Request for reviews (L): 6814842: Load shortening optimizations

Fri May 8 09:36:39 PDT 2009

Thanks for detailed information.

Some more questions:
- Where can I find information about -XX:LoopUnrollLimit?
- Where can I find information about other -XX hotspot options (for jdk7)?
- How to see the generated optimized code from hotspot?

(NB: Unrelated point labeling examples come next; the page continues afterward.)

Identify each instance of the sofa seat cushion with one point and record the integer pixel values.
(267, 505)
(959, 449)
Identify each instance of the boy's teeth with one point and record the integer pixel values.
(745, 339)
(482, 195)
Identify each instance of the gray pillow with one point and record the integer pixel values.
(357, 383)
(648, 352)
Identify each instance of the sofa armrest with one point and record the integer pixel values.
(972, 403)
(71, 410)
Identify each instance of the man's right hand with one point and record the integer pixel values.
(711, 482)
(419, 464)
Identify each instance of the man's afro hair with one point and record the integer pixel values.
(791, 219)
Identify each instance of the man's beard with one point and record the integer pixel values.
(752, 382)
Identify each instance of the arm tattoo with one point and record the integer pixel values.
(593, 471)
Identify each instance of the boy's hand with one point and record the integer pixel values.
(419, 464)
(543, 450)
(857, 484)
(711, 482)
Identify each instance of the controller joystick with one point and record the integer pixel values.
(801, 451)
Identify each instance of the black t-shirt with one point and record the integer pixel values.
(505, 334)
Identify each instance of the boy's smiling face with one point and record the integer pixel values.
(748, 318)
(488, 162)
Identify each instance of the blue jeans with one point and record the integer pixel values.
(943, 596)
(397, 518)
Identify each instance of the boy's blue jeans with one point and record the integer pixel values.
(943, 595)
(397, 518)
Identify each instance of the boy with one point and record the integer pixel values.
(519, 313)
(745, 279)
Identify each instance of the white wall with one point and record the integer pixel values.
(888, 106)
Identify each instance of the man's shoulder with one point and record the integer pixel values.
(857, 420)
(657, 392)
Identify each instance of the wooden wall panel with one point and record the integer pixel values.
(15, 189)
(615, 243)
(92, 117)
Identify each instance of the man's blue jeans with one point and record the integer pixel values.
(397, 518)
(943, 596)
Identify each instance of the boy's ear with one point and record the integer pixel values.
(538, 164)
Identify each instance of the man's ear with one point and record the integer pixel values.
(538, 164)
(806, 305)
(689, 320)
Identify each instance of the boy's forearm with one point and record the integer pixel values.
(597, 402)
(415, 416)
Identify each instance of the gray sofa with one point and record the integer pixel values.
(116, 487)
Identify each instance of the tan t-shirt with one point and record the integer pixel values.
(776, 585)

I don't know 
where to find the option flag docu.
 > it's not the code the makes the second one slower, it's the register 
allocation.
Does that mean, that sign-extension has faster register access than 
zero-extension?

-Ulf

Am 08.05.2009 14:01, Christian Thalinger schrieb:
> On Fri, 2009-05-08 at 12:29 +0200, Ulf Zibis wrote:
>   
>> Am 07.05.2009 15:55, Christian Thalinger schrieb:
>>     
>>> On Thu, 2009-05-07 at 15:40 +0200, Ulf Zibis wrote:
>>>   
>>>       
>>>> E.g.:
>>>>     char decode(byte b) {
>>>>         return (char)(b & 0xFF);
>>>>     }
>>>>     
>>>>         
>>> This is handled by HotSpot for a long time.
>>>   
>>>       
>> Hm, I can't share this experience.
>>
>> Results from my benchmark on JDK7 b51:
>> <https://java-nio-charset-enhanced.dev.java.net/source/browse/java-nio-charset-enhanced/trunk/test/DecoderBenchmark.java?rev=672&view=markup>
>>
>> time for (char)a: 1652 ms
>> time for (char)(a & 0xFF): 2772 ms
>>
>> IMHO (char)(a & 0xFF) should be faster, or at least as fast as (char)a, 
>> because only basic LoadUB should be executed.
>>     
>
> I already said that once, it's not the code the makes the second one
> slower, it's the register allocation.  When running with:
>
> -XX:LoopUnrollLimit=1
>
> you get more accurate numbers regarding the generated code.
>
> I looked at the code of loop3 and loop4 and they are actually identical.
> Except loop4 uses a zero-extension move instead of a sign-extension one,
> which is what we want.
>
> time for (char)a: 1350 ms
> time for (char)(a & 0xFF): 1429 ms
>
> time for inlined (char)a: 1493 ms
> time for inlined (char)(a & 0xFF): 1494 ms
>
> The differences in runtime might be related to other things
> (cache, ...), since loop3/loop4 generate exact the same code as
> inline3/inline4.
>
> -- Christian
>
>
>